= Technology/Transformation: Wonder Woman =

1978–1979 video art work by Dara Birnbaum

Technology/Transformation: Wonder Woman is a video by Dara Birnbaum made in 1978–1979 that takes as its subject the appropriation of gendered imagery as rendered by popular culture television. The video has color and stereo sound, with a run time of 5 minutes, 50 seconds.

==Synopsis==
The video opens with a barrage of explosive imagery along with an audio track of a siren taken from the 1970s television series Wonder Woman. The following scenes are fast-paced repeated shots from Wonder Woman, with several scenes following of actress Lynda Carter as the main character Diana Prince, performing her transformative spin from secretarial role into superhero role.

The juxtaposition of Diana Prince as secretary to Diana Prince as superhero stands to expose the multiplicity of identities through mediated surfaces and "points to gender as a subject to an image chain of reproductions." Footage of Diana Prince spinning into becoming Wonder Woman in varying landscapes (near trees, in a room of mirrors, in the outdoors) are repeated throughout the run of the video and are accompanied by 1970s funk soundtrack. The representation of repeated transformations expose the illusion of fixed female identities in media and attempts to show the emergence of a new woman through use of technology. The use of repetition and mimicry that Birnbaum employs throughout Technology/Transformation: Wonder Woman mirrors and re-stages television's technical procedures. The video ends with a scene of repeating explosions that precedes a blue background with white text that scrolls upwards, delivering a transcription of lyrics to the song "Wonder Woman Disco" (1978) by The Wonderland Disco Band.

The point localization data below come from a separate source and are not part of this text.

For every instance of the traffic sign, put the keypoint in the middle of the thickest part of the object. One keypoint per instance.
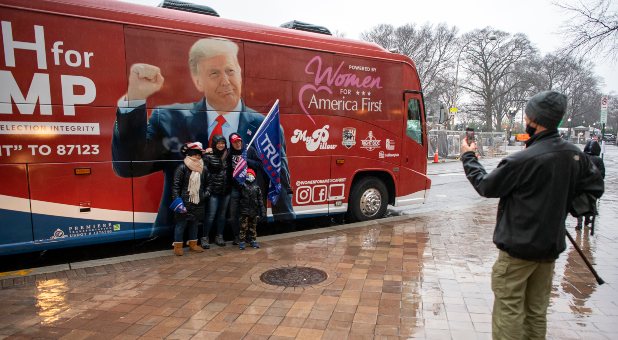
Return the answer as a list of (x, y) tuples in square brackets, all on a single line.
[(604, 105)]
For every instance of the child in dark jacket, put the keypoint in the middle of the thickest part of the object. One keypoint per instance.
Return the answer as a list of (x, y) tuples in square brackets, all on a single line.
[(219, 187), (189, 197), (251, 210), (593, 150)]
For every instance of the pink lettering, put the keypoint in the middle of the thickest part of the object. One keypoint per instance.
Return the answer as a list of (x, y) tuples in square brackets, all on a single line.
[(330, 77)]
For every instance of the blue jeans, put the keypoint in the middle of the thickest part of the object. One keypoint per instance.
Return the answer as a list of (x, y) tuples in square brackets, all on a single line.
[(217, 208), (182, 222), (234, 211)]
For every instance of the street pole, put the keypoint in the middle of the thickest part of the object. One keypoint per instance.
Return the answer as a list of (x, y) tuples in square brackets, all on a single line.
[(602, 140)]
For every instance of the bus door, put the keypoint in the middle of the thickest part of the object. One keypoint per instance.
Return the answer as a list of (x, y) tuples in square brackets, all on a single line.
[(15, 222), (414, 159)]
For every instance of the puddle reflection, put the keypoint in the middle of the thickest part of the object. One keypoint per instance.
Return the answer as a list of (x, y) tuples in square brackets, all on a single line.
[(577, 280), (51, 300)]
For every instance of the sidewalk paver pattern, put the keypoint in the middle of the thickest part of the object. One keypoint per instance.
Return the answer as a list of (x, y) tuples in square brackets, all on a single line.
[(426, 276)]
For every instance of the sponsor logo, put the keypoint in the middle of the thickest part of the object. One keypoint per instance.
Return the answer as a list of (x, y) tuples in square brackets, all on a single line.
[(317, 140), (382, 154), (349, 137), (93, 229), (59, 233), (370, 143), (390, 144), (320, 191)]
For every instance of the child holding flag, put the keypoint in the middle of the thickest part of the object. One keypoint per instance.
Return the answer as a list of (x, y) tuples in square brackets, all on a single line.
[(238, 174), (251, 210)]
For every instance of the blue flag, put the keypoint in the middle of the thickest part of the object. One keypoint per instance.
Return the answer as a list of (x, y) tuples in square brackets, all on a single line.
[(267, 143)]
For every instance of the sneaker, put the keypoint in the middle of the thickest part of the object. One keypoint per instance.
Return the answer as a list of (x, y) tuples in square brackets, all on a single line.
[(204, 242), (219, 241)]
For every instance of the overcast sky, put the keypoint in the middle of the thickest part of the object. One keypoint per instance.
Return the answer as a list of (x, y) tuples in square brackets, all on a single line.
[(540, 20)]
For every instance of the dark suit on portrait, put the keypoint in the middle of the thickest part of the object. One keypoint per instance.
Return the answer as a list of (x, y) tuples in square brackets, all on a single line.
[(142, 146)]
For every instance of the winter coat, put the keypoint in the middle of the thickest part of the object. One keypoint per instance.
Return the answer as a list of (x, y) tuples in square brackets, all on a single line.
[(180, 188), (593, 150), (218, 166), (251, 203), (536, 187), (252, 162)]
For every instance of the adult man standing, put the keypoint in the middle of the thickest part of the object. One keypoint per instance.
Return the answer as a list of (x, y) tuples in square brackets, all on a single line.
[(151, 143), (535, 187)]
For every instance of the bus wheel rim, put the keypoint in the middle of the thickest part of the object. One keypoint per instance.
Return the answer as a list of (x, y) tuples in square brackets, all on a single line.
[(370, 202)]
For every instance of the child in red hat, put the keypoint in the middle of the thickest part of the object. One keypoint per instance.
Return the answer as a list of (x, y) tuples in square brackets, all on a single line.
[(251, 210), (189, 197)]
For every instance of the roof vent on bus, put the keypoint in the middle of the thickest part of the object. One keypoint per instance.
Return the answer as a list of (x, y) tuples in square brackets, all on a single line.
[(188, 7), (303, 26)]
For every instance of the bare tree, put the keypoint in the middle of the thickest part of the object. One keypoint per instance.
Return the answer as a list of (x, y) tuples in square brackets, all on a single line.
[(431, 47), (592, 27), (491, 60)]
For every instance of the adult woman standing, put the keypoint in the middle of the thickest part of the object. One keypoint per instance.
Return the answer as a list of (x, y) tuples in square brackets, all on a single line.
[(219, 188)]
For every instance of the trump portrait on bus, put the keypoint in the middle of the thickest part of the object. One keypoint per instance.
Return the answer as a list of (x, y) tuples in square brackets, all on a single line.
[(142, 145)]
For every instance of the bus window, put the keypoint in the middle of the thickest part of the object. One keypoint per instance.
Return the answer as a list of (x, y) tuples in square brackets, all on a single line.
[(414, 129)]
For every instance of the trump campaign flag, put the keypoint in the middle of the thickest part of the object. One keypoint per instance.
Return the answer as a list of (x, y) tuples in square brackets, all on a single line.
[(267, 143)]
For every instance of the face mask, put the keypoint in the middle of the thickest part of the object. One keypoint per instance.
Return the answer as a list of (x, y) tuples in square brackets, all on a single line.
[(530, 130)]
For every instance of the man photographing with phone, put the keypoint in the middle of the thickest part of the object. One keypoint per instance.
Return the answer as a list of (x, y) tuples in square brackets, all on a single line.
[(536, 187)]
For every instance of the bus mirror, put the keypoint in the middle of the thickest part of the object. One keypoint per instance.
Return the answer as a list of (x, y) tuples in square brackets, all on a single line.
[(443, 115)]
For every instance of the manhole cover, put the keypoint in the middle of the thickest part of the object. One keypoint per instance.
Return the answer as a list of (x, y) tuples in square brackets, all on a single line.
[(293, 276)]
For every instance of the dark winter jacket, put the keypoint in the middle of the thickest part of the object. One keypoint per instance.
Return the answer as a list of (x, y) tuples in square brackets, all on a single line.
[(593, 150), (218, 165), (536, 187), (251, 203), (180, 188), (252, 161)]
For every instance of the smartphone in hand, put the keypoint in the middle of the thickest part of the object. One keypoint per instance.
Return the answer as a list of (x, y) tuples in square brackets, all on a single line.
[(470, 135)]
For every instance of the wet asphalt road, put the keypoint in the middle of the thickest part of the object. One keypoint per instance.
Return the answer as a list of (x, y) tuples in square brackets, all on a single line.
[(450, 191)]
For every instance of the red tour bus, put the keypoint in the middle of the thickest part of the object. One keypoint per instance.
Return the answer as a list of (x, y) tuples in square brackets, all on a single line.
[(96, 98)]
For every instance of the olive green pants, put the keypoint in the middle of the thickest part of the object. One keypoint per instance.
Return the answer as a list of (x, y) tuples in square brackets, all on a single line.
[(521, 296)]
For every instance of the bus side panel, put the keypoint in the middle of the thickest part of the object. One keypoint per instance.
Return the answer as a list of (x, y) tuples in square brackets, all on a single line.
[(62, 89), (15, 222), (80, 203), (147, 192), (311, 181)]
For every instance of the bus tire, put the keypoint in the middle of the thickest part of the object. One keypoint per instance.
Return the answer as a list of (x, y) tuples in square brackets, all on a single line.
[(368, 200)]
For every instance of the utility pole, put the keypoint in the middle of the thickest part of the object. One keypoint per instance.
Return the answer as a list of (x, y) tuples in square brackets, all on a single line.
[(604, 104)]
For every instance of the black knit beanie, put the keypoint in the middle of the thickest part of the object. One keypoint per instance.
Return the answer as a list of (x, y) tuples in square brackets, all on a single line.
[(547, 108)]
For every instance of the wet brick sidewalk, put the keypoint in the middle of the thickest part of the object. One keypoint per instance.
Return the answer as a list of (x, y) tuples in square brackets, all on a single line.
[(425, 276)]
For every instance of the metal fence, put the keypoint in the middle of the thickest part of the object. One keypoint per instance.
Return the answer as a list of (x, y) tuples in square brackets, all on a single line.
[(448, 143)]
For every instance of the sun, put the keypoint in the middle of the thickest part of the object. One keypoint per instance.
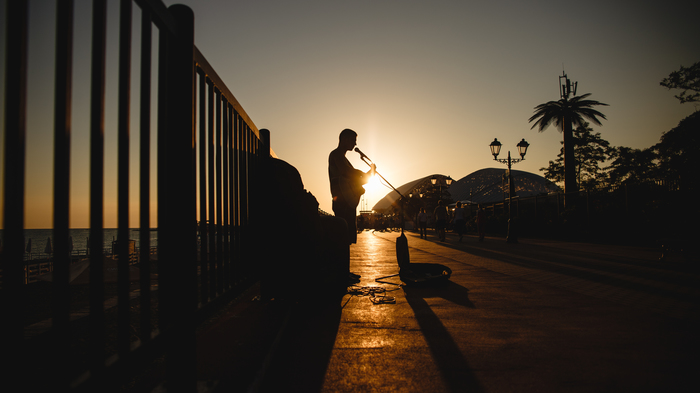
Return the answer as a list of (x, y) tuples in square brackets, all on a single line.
[(373, 184)]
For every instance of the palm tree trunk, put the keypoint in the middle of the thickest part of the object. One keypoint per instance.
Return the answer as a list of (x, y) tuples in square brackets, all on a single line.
[(570, 185)]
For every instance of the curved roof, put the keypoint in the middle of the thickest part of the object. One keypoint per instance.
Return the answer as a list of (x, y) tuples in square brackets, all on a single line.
[(487, 185), (405, 189), (482, 186)]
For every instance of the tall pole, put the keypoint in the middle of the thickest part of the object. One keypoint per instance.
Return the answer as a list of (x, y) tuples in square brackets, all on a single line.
[(565, 90), (512, 236)]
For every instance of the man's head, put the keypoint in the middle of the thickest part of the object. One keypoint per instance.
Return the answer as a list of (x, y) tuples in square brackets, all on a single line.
[(348, 139)]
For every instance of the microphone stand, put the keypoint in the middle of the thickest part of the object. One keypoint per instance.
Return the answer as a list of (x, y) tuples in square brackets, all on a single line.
[(401, 197), (403, 219)]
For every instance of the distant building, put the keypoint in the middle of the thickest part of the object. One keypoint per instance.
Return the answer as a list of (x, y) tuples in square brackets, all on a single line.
[(483, 186)]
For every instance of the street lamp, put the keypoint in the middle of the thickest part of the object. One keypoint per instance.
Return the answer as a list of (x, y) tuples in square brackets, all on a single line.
[(495, 146), (448, 181)]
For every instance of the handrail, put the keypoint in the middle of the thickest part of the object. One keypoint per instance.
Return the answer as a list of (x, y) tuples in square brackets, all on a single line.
[(222, 264)]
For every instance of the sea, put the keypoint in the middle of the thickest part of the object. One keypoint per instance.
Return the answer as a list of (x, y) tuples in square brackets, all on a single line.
[(35, 240)]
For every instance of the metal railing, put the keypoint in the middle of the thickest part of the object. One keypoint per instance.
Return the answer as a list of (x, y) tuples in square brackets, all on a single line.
[(208, 152)]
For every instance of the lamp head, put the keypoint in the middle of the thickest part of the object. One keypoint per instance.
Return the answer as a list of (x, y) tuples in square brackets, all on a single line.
[(522, 148), (495, 148)]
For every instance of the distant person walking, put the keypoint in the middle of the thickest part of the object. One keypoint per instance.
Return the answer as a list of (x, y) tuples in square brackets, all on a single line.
[(440, 214), (481, 223), (460, 220), (423, 223)]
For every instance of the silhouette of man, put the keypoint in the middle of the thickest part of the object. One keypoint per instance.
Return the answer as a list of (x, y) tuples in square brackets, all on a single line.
[(346, 182)]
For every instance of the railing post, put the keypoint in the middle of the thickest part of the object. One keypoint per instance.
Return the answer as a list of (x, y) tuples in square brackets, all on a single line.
[(177, 237), (11, 259)]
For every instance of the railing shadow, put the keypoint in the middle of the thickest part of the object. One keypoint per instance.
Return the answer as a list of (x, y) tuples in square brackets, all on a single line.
[(454, 366)]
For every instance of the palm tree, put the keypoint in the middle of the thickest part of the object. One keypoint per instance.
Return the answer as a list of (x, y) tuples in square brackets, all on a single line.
[(565, 114)]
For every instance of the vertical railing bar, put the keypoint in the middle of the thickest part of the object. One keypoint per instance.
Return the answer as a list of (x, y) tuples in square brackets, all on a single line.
[(123, 249), (245, 229), (164, 37), (236, 194), (62, 135), (177, 243), (218, 177), (211, 191), (232, 195), (226, 195), (96, 245), (13, 299), (203, 227), (145, 177)]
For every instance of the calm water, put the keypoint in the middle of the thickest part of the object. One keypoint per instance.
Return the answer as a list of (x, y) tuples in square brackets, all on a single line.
[(39, 238)]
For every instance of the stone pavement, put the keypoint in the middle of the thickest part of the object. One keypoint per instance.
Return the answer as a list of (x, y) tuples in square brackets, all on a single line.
[(542, 316)]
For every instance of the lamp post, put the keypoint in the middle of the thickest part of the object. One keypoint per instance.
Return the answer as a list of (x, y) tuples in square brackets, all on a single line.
[(512, 236)]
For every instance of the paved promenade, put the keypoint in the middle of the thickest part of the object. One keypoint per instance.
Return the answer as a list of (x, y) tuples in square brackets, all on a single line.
[(537, 316)]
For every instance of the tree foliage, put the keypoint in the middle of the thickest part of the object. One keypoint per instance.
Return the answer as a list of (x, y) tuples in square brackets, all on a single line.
[(687, 79), (679, 151), (632, 166), (565, 114), (577, 110), (590, 150)]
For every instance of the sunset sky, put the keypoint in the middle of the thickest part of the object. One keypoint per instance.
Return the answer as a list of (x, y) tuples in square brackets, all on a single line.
[(426, 84)]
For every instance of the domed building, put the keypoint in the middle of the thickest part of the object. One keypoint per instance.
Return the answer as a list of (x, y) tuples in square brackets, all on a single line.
[(483, 186)]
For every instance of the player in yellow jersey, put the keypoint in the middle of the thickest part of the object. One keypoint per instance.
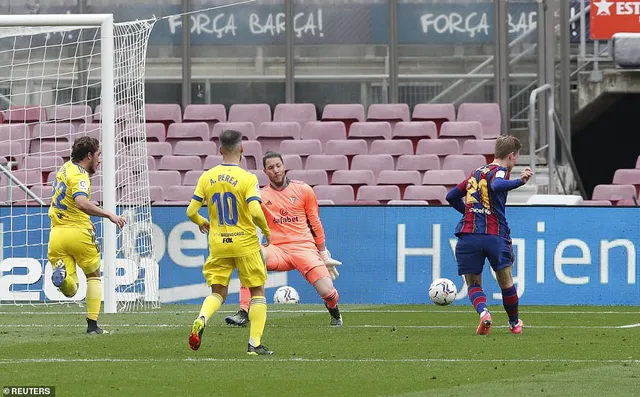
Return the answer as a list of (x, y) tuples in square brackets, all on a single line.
[(72, 239), (232, 196)]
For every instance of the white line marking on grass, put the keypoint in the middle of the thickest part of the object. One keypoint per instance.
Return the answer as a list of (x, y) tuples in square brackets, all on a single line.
[(308, 360)]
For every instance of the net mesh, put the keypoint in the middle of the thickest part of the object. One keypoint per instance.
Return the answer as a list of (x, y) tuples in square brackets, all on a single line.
[(50, 88)]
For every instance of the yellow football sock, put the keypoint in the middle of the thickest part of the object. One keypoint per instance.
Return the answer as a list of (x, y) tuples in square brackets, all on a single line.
[(210, 305), (257, 318), (94, 297), (69, 286)]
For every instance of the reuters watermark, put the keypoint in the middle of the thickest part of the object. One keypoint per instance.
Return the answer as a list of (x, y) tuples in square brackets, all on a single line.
[(28, 391)]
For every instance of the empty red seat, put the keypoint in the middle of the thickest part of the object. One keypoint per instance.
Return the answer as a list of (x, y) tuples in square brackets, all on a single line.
[(310, 177), (415, 131), (391, 112), (324, 131), (430, 194), (191, 148), (447, 178), (246, 128), (337, 193), (165, 179), (614, 193), (486, 113), (198, 131), (370, 131), (272, 133), (435, 112), (418, 162), (180, 163), (327, 162), (254, 113), (300, 113), (303, 148), (465, 162), (382, 194), (165, 113), (461, 131), (484, 147), (208, 113), (374, 162)]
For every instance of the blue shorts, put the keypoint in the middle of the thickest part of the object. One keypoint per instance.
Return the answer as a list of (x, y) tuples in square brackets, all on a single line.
[(473, 249)]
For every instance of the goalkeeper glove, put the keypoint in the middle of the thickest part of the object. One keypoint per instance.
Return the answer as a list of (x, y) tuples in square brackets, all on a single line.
[(330, 263)]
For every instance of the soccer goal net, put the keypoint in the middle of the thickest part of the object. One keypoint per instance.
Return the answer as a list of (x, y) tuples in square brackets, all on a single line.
[(63, 77)]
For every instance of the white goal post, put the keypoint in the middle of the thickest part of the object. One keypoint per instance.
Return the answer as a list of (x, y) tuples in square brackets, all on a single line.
[(53, 63)]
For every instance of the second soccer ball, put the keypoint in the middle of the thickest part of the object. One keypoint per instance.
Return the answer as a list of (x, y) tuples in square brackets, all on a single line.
[(443, 291)]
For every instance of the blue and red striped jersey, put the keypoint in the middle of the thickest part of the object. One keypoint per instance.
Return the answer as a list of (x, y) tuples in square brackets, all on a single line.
[(484, 210)]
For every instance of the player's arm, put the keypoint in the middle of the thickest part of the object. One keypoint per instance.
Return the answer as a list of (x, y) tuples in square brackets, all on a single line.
[(194, 207), (80, 194), (455, 196)]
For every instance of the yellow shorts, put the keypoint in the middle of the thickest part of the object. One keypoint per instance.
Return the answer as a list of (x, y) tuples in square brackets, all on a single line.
[(252, 270), (74, 245)]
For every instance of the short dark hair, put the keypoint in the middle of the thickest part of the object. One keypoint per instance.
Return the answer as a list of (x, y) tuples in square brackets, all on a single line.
[(82, 147), (230, 140), (506, 144), (270, 155)]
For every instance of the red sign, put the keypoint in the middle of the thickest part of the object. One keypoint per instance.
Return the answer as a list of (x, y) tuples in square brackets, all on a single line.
[(614, 16)]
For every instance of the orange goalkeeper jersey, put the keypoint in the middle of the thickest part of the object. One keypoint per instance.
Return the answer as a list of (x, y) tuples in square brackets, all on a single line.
[(292, 213)]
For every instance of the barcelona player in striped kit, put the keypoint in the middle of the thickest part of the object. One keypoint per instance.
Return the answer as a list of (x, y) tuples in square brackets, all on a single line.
[(483, 232)]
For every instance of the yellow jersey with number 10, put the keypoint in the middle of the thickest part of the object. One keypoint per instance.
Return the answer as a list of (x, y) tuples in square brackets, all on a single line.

== Reception and discussion ==
Birnbaum's use of deconstructed television footage to make Technology/Transformation: Wonder Woman has been noted for its potential criticism of television and its modalities. The video's reception at time of release read as a "paragon of feminist critique", in opposition to mass media's gendered stereotypes. Technology/Transformation: Wonder Woman has remained relevant, however, as its fast-paced, repetitive aesthetic with a woman subject resonates with contemporary aesthetics. The video's reception shifted from one of subversive deconstruction towards an affirmative image making of the female body. Another way the video constructs positive body politics is through its representations of the male figure juxtaposed with the woman. In an interview with BOMB magazine from 2009, Birnbaum says: "...A purposeful strategy that I have not talked about previously, [and that] is the image of men included in works…. In Wonder Woman she meets a guy who is really timid; he hides behind a column and she defends him. In Drift of Politics, any time a man enters into the frame, the shot goes white. There's an inability to deal with the presence of a man interfering with or occupying space."

Through Technology/Transformation: Wonder Womans tightly controlled environment of appropriated images, sequence, mimicry, and popular music of the current time, Birnbaum uncovers television's "repertoire of freakishly artificial expressions" and mass media's identity formation methods.